Deployment delete stuck: "Live nodes" when there aren't any

133 views
Skip to first unread message

Bryan Sullivan

unread,
Nov 8, 2017, 11:01:47 AM11/8/17
to cloudify-users
Hi all,
If anyone has ideas on what's happening here and how to avoid this stuck situation, let me know.
In the OPNFV Models project (github mirror)  I'm working to script an automated deployment/test of Cloudify with various cloud-native control plane stacks including k8s.

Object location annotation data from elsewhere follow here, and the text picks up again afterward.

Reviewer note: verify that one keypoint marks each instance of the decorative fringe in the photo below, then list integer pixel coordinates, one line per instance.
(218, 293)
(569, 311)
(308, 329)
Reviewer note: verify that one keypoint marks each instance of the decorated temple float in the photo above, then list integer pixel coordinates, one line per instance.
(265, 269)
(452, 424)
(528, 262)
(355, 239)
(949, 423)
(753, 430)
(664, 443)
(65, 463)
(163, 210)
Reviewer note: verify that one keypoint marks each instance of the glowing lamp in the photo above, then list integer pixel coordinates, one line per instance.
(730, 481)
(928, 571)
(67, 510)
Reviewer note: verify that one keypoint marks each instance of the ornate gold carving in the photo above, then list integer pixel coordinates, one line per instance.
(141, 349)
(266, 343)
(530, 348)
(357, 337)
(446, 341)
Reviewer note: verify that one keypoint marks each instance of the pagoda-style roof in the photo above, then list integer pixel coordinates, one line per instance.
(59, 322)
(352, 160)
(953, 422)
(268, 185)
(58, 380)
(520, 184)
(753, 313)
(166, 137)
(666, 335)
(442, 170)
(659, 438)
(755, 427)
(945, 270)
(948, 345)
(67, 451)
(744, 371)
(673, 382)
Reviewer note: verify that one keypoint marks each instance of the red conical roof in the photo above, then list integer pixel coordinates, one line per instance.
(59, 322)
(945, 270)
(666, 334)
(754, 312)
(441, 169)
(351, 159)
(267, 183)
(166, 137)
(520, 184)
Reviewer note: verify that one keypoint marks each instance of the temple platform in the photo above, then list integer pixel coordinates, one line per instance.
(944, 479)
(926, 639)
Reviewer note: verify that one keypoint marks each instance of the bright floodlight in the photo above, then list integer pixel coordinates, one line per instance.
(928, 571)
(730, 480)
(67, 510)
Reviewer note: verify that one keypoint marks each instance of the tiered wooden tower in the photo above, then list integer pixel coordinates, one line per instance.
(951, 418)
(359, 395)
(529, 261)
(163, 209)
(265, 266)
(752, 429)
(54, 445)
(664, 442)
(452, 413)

I'm running into a situation in the cleanup steps for a k8s-based app "deployment" in which the Cloudify Manager thinks there are live nodes remaining, when there aren't. This causes a deadlock that I can only resolve by doing a forced deployment delete. I am scripting this process via the Cloudify API (see k8s-cloudify.sh)  but have to use the cfy command directly on the k8s master node (where Cloudify CLI is installed) as a fallback  (that's issue #2 - deployment force delete is not working via the API...).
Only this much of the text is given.